The priorities - to which 1-1.5 billion will be allocated if there is at least a 2 billion dowry - are first of all recruitment and then incentives, including tax incentives, to make health workers' payrolls heavier. On the first front, two paths are being studied: the first, the ideal one, envisages finally overcoming the expenditure ceiling on recruitment with the implementation of the mechanism of personnel requirements calculated with an algorithm on which Agenas (the health agency for regional services) had worked for a long time and so far remained in the drawers, or else the expenditure ceiling would be touched again (the hypothesis is 5%). On the incentives front, there is a range of possible interventions: for doctors, after last year's unsuccessful attempt, there will be a new attempt to propose the defiscalisation of the specificity allowance (worth about 800 euro) at 15 per cent or, alternatively, a possible increase. For nurses, who are the number one emergency (there are at least 70,000 missing), the aim is to increase the specificity allowance by at least doubling it (today it is worth about 80 euros), but among the incentives aimed at there is also that of finally making freelance work simple and accessible also for SSN nurses, as in the case of intramoenia for doctors. Welfare benefits are also being studied to make a profession from which young people are fleeing more attractive (at the last admission test there were more places than candidates) with the aim of ensuring that a nurse with a 3+2 degree - soon three new master's degrees will be launched - comes close to earning almost as much as a young doctor. In the future - after the manoeuvre - the goal, which is not easy, is to make the bargaining of health personnel separate from that of the rest of the civil service precisely in order to give them more flexible tools.

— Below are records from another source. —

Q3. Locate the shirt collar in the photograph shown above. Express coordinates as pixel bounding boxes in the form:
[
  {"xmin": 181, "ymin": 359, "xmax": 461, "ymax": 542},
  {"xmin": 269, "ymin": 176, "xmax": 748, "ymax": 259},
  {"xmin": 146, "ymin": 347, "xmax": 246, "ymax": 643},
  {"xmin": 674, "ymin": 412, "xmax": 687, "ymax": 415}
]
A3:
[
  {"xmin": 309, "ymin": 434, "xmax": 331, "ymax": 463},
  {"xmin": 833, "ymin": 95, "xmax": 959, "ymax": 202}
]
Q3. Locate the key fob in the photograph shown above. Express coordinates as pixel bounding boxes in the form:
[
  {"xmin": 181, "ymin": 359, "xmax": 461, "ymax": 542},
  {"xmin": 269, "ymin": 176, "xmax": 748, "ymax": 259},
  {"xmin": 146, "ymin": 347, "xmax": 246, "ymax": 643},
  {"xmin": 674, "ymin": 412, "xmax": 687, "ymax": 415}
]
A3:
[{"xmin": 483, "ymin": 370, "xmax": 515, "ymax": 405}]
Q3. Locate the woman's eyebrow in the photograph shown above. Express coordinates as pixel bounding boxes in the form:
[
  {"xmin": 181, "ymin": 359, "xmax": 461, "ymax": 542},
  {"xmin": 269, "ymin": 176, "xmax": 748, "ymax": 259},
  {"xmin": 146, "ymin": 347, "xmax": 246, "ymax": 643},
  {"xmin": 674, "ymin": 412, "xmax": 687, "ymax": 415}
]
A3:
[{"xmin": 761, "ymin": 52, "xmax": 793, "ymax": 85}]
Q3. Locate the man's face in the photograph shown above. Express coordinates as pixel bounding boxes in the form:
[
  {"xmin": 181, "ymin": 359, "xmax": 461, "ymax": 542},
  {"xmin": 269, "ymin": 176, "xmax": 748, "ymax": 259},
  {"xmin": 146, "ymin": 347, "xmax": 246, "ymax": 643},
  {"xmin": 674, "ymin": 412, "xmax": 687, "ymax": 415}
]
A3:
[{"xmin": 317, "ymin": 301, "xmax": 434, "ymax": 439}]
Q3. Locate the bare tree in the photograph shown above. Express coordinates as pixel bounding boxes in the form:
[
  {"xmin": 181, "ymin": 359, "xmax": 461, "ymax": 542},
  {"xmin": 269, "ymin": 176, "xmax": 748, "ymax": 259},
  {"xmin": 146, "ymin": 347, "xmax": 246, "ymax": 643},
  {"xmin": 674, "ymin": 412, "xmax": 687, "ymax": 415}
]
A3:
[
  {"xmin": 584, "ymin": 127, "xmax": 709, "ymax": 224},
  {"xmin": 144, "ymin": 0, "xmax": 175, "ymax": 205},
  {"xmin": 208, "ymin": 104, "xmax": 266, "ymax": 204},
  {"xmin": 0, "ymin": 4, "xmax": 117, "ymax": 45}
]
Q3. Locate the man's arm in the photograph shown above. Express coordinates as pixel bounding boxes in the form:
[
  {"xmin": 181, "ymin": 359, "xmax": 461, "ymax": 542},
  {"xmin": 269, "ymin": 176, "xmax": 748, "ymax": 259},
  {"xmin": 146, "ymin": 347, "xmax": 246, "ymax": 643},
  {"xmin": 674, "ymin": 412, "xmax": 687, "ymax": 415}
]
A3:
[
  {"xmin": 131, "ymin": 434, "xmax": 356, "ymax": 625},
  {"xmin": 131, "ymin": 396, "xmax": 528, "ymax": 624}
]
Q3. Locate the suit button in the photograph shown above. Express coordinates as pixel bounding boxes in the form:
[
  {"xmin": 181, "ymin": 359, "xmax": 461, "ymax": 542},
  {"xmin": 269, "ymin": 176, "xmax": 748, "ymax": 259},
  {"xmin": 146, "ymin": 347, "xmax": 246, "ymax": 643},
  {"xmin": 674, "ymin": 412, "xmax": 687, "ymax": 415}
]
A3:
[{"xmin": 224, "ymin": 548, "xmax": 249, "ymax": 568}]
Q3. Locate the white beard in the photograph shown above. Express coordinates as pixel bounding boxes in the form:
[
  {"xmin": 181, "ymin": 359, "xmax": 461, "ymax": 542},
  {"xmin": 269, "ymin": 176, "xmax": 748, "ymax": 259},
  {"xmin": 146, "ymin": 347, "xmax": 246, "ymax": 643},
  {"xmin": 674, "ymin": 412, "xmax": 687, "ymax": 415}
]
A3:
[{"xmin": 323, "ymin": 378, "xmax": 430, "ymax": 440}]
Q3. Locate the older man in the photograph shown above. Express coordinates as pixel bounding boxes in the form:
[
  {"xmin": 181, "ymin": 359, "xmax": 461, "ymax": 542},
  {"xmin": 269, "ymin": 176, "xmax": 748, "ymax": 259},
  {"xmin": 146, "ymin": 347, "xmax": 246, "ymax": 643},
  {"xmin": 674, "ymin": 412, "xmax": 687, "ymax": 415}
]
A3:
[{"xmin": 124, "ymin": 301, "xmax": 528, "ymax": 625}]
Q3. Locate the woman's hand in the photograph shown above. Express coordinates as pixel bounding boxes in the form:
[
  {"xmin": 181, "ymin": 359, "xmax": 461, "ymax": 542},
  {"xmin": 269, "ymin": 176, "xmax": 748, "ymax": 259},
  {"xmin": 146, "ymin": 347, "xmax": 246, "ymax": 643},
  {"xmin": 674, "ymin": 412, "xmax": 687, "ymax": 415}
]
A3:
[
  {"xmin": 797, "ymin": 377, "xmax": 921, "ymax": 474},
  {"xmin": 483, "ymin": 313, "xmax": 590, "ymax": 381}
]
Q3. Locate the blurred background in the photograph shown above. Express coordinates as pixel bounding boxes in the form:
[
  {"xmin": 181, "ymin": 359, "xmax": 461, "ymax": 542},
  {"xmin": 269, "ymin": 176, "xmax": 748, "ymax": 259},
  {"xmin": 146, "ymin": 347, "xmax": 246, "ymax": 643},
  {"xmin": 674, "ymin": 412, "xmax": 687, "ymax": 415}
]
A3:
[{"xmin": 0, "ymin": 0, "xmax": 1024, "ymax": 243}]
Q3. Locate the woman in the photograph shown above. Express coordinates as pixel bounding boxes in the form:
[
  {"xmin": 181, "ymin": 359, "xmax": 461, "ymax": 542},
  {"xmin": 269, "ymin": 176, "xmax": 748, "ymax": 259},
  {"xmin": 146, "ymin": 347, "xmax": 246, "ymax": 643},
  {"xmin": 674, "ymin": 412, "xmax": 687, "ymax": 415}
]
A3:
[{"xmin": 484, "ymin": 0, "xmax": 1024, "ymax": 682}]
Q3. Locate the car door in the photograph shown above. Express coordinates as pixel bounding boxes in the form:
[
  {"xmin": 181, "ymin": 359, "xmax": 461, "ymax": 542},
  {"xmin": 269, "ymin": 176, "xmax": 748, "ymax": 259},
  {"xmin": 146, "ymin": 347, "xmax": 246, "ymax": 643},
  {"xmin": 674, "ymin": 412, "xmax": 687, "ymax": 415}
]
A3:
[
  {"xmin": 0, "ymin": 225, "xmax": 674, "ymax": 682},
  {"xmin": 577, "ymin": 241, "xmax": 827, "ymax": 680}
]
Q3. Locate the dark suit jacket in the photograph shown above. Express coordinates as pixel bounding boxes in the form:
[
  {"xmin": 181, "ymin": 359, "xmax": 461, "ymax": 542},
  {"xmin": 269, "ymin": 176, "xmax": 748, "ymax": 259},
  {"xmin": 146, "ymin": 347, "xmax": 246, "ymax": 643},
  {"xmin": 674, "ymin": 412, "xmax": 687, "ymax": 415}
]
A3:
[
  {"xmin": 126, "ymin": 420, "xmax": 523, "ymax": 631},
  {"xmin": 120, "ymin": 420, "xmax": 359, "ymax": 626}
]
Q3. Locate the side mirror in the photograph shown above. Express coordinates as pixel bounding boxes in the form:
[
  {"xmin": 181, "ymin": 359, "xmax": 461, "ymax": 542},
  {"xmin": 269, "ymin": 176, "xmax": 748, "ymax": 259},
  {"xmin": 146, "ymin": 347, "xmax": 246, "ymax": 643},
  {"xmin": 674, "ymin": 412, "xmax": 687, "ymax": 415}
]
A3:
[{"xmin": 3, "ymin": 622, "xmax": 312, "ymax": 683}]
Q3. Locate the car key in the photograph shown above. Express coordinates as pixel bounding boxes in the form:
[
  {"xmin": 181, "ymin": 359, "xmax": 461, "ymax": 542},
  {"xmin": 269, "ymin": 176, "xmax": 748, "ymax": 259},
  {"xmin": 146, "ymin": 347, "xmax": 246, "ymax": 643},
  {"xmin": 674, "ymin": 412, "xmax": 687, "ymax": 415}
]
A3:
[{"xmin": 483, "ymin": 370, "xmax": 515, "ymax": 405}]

In addition to health personnel, Minister Schillaci is also aiming to put another 500 million on the plate for the Drg (after last year's billion), i.e. the reimbursement rates for hospital admissions that are no longer updated to current costs. Also on the track is 80-100 million to finance the latest national plan on mental health, while the aim is to find 300 million to finance the new National Health Plan, which has been missing for over 16 years. The technicians would also like to find as many resources as possible to refinance the reimbursement rates for outpatient specialisation (visits and examinations) that have seen the raising of shields by laboratories and private facilities. Infrastructural resources (ex Article 20) are also needed to do the work in the hospitals to enable the 3100 new pieces of equipment (CT scans, MRIs, etc.) financed by the NRP to be installed.
In the meantime, the Gimbe Foundation has underlined how, with public health spending standing at 6.3% of GDP in 2024, Italy will rank 14th among the 27 European countries of the OECD area and last among the G7 countries. A critical picture against which the hospital doctors of Anaao Assomed are calling for 'immediate measures' and the Italian Democratic Party is announcing 'tough opposition' in view of the Budget Law 2026.